To jail as a drunk, not a criminal
Charged with no crime, Joseph Murphy went to jail because he was drunk.
On Aug. 14, the 49-year-old was taken to the Juneau jail on what's known as a "protective custody" hold -- meaning he was deemed to be incapable of caring for himself.
The law allows the state to hold such detainees for 12 hours or until they sober up. In Anchorage, they might go to the city-run sleep-off center. But in communities without a sobering center, they often end up on the doorstep of the jail. It's either there or the hospital.
Murphy was not drunk enough to be in the hospital. His blood alcohol was .16 when he arrived.
He spent the night uneventfully, alone in a cell. Early in the morning, around 5 a.m., he appeared sober enough to be released under the terms of the protective custody law, the report said.
But staff at the Lemon Creek Correctional Center apparently erroneously believed that a 12-hour hold is a minimum, not a maximum, and that Murphy had to be detained until 6 a.m.
The report says that Murphy began to yell about chest pain and bang on his cell door. About 6 a.m., someone told him he'd be out in an hour and if he needed emergency services someone would "gladly call," according to the report.
Things quickly went downhill. Expletives were exchanged with guards. Soon, Murphy could be seen on the video patting his chest, banging on the door and getting on his hands and knees.
In the video "he appears to be sweating," the report says.
At 6:19 a.m., he collapsed on the floor and stiffened. A guard delivering a breakfast tray noticed him on the ground.
Correctional officers started compressions but it was too late. Murphy had died of a heart attack.
His obituary said he had worked for the National Park Service in Kotzebue, once saving a man lost on sea ice in a whiteout storm. He had also served in the Alaska Army National Guard, deploying to Iraq in 2005 as a machine gunner.
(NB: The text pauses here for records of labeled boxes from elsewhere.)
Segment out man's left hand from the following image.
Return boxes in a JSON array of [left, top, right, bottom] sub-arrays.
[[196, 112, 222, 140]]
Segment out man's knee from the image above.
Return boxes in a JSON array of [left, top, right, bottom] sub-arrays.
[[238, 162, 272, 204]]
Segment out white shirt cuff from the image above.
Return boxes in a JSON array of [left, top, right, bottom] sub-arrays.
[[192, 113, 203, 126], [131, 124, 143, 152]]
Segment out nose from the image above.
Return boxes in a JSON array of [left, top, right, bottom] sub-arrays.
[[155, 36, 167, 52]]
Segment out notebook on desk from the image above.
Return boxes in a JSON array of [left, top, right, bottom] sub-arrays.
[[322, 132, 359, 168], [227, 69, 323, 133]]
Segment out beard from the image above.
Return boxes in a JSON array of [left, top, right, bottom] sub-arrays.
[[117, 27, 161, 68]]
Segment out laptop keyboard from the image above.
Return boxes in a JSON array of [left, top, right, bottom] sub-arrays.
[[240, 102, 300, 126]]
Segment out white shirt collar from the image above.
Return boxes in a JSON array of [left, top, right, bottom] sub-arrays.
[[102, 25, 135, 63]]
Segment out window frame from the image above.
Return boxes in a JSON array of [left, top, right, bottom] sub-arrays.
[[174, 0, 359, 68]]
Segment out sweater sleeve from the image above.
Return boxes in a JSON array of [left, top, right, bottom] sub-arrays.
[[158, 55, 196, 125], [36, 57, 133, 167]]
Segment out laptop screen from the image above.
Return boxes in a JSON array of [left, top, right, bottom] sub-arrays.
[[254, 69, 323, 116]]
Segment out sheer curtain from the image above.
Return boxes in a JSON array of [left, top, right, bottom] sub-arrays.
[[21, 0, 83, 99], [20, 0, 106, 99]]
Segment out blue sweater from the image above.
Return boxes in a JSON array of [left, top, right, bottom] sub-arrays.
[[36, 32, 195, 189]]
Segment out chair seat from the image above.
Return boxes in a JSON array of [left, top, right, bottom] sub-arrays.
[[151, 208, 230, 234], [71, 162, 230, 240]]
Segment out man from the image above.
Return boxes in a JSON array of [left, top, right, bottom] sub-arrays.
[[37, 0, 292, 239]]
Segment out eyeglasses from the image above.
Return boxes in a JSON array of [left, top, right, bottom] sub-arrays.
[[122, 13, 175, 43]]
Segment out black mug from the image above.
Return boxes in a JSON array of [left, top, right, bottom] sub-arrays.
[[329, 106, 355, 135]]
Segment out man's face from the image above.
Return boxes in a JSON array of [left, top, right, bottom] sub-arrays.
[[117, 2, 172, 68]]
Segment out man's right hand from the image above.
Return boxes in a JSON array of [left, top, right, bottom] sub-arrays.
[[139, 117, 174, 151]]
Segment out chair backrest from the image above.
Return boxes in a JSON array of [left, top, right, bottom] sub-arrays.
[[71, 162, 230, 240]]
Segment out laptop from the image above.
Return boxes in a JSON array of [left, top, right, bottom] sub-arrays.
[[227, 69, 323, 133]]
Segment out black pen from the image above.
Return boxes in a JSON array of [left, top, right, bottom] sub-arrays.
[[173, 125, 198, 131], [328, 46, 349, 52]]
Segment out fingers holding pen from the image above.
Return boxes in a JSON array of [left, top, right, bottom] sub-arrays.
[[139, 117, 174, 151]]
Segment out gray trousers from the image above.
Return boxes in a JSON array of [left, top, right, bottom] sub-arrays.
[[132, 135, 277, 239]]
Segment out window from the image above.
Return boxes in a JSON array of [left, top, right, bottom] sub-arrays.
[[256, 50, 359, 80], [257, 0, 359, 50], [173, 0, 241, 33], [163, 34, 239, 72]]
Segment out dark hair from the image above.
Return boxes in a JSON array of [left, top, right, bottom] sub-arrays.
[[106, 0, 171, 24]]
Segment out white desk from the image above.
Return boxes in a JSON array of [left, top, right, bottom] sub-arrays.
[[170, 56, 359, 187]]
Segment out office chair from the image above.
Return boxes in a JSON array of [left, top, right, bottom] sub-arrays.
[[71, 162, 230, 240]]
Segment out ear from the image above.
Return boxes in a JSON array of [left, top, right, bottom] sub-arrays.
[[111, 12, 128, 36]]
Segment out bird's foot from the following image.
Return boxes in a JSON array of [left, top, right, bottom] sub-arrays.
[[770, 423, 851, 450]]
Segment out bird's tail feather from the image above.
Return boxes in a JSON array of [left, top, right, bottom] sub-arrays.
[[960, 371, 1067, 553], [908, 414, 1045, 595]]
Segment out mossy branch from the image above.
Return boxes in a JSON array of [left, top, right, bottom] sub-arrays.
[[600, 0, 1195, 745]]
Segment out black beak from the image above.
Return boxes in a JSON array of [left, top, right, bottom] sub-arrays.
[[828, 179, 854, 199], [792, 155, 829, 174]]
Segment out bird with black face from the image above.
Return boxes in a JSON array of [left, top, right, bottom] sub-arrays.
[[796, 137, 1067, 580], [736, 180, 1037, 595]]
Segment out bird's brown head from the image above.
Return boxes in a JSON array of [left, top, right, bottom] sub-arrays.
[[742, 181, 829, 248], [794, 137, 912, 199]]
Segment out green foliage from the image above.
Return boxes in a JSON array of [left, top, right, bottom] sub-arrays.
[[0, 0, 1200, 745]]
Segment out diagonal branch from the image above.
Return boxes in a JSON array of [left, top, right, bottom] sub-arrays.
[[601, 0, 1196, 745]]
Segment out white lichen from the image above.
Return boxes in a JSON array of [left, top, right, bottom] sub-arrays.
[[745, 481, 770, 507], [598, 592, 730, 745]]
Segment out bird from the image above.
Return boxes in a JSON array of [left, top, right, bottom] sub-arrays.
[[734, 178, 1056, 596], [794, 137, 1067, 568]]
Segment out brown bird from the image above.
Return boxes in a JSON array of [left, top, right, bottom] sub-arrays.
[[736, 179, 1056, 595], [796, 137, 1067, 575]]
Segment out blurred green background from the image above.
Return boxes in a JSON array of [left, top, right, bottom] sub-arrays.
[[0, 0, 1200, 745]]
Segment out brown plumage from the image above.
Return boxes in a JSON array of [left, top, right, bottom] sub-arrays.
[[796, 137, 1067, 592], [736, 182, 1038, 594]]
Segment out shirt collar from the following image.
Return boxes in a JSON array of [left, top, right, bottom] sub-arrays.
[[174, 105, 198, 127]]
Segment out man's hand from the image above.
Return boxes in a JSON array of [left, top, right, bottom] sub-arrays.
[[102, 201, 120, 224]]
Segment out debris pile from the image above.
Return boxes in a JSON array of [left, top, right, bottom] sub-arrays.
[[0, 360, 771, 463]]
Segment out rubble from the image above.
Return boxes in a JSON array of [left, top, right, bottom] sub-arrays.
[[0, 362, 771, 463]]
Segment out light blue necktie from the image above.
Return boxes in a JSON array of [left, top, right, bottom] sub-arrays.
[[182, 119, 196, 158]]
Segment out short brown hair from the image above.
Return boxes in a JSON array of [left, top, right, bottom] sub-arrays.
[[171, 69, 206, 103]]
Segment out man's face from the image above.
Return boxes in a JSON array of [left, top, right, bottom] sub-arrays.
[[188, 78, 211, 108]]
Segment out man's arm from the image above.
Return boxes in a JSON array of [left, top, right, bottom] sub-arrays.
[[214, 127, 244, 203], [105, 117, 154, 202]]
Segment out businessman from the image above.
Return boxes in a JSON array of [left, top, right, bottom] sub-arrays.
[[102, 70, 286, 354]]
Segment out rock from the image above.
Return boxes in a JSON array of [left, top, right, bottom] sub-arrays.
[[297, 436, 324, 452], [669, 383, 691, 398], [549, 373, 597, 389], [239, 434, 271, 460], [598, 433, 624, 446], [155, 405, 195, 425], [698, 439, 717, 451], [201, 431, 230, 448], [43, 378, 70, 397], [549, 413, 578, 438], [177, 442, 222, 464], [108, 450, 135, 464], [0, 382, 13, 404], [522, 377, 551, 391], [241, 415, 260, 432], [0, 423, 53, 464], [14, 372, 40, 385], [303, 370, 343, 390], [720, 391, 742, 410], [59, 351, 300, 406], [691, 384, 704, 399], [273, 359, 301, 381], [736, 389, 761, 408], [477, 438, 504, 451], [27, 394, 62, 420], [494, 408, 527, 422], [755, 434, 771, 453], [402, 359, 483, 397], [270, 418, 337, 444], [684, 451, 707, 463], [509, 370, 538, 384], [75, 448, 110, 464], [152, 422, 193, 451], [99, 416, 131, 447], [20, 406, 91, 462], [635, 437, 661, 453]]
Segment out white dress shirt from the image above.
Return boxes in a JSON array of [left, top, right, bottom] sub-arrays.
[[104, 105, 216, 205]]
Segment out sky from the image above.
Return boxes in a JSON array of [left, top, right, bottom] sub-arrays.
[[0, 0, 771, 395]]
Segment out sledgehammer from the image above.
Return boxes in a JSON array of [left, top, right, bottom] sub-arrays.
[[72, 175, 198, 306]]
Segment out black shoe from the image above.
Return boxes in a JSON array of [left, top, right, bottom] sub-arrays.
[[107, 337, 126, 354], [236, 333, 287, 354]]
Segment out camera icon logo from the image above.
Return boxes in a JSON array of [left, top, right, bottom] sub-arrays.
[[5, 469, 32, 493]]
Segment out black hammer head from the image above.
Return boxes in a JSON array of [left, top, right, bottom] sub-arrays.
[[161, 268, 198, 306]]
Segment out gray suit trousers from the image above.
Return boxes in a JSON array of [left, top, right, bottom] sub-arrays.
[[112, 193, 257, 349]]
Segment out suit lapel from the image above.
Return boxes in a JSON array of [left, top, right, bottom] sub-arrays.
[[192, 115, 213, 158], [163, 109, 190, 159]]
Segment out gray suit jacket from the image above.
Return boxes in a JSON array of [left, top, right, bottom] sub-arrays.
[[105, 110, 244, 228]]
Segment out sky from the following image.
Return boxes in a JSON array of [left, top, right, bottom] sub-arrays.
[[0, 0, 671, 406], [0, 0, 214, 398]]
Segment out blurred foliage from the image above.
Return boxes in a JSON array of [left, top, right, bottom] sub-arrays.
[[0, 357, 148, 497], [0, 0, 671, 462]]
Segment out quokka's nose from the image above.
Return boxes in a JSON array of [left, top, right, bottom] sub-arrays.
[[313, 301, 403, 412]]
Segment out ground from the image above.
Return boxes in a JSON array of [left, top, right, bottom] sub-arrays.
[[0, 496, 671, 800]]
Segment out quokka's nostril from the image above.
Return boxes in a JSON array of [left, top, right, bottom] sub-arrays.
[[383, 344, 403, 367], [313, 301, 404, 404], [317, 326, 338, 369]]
'Apparent disregard for Mr. Mosleys condition was profound'
Of the deaths detailed in the report, none has been as closely examined as that of Davon Mosley. A state senator once considered using a legislative subpoena to get information about his death.
Mosley died on April 4, 2014. He was a mentally ill 20-year-old who had moved to Alaska from California with his girlfriend and their children less than a year before, but was arrested in Alaska on a California warrant. In jail, he was transferred to a segregation unit for challenging a guard to a fight and making "menacing statements."
He began acting strangely and threatened to kill himself. Pepper-sprayed, he tried to wash himself using water from his toilet.
When California correctional officers showed up to transport him back to face charges, they "refused to accept custody of him" because he was in such poor shape, the report said. At that point, California dropped the charges against Mosley. He should have been legally free to go. But the paperwork had been lost.
The report concluded that Mosley received "very little in the way of mental health care" during his decline. He was naked for days and was taken in the hallway naked -- an "unacceptable standard of care," according to the report.
"The apparent disregard for Mr. Mosley's condition was profound," the authors wrote.
Vernesia Gordon, the mother of Mosley's three children, has been one of Mosley's staunchest advocates. She said she was pleased by the report.
"I'm glad it went this far. Honestly, I didn't think it was going to," she said Monday. "I'm not at peace with it. But I feel a little bit better."